Overfit by Karl Mayer · Precision that misses the point.
← All posts

Chess Instincts. Poker Stakes.

A chess knight resting on a deck of playing cards.
Eight moves. All of them wrong.

You know that moment in Scrabble when your perfect word vanishes because someone played right across your spot? You had a plan. Now you don't. You find another one.

For an AI agent, that moment doesn't exist. The plan just keeps running — grandmasters at a poker table, certain the game is about to make sense.

The good news is it's a design problem, not a model problem.

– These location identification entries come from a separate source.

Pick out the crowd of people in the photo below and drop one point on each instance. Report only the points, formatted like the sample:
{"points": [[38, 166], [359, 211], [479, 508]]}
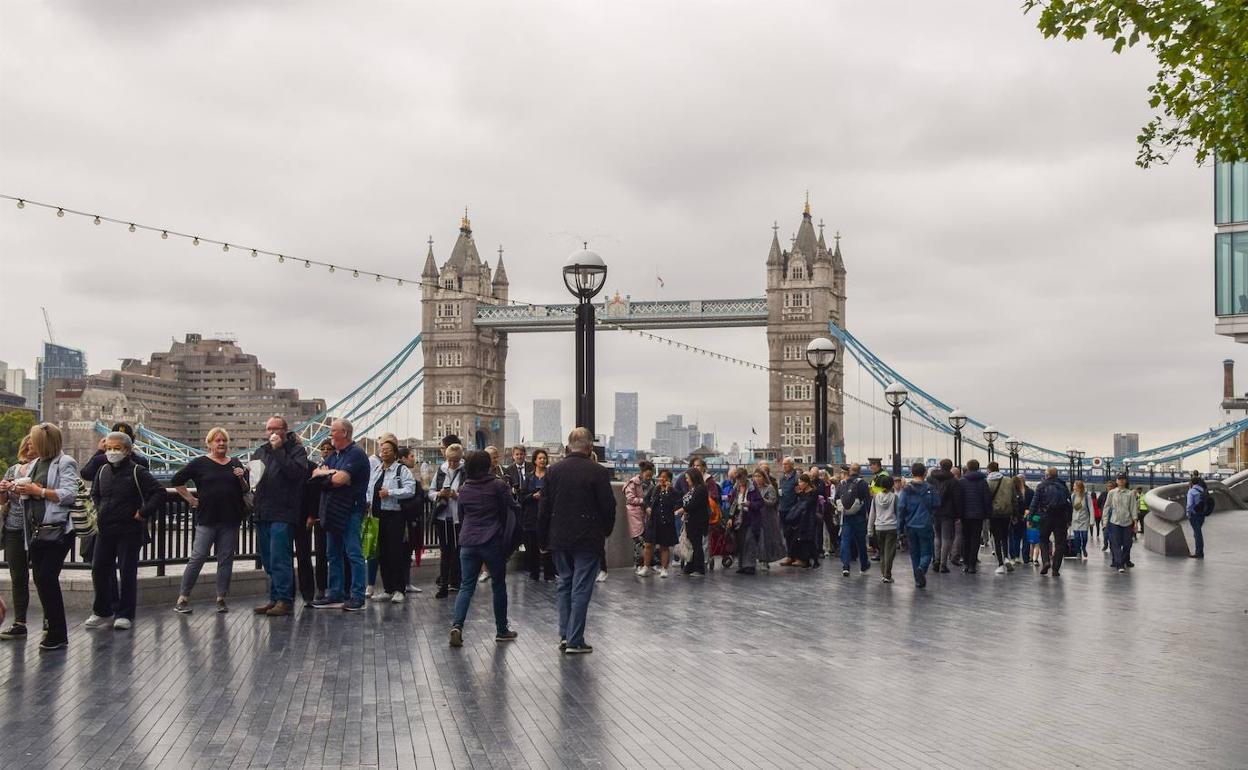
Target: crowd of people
{"points": [[330, 521]]}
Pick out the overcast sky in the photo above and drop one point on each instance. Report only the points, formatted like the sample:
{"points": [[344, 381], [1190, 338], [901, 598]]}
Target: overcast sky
{"points": [[1002, 248]]}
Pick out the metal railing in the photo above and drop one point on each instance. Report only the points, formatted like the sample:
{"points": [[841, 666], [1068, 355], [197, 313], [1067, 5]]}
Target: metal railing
{"points": [[172, 532]]}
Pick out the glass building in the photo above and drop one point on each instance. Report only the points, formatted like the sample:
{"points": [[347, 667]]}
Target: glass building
{"points": [[1231, 250]]}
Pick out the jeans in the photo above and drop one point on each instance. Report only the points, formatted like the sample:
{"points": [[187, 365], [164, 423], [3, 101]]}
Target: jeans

Grandmaster. Card Shark. Scrabble Player. #

The grandmaster is easy to admire. Every piece visible, every threat calculable, every move planned within a complete picture. Commitment has real value when the task is well-defined, the inputs are reliable, and the goal doesn't shift.

The card shark looks compelling too. Adaptive, responsive, always reading the room. But a card shark who never commits loses. Constant reassessment without execution is just hesitation with good instincts.

What you want is a Scrabble player — someone who arrived with a plan, reads the board as it changes, and commits when the moment is right.

So why don't agents work that way already?


Why Agents Default to the Chessboard #

When an AI agent works through a task, it generates text one token at a time — each word shaped by everything that came before it. Once it has written out a plan, that plan sits in its working memory, pulling every subsequent step toward consistency with it. The further it goes, the harder it becomes to deviate. A committed plan becomes self-reinforcing.

One contributing factor is the training data itself. These models learned from an enormous amount of human text, and the overwhelming pattern in that text is: people start things and finish them. Stopping midway, backtracking, saying "actually my earlier reasoning was wrong" — that's statistically rare in human writing. So the model absorbed a deep prior toward completion.

The result is what I'd call completion bias: a strong, baked-in instinct to execute the plan within a single context window. Not because the agent is stubborn, but because forward progress is what it learned to do.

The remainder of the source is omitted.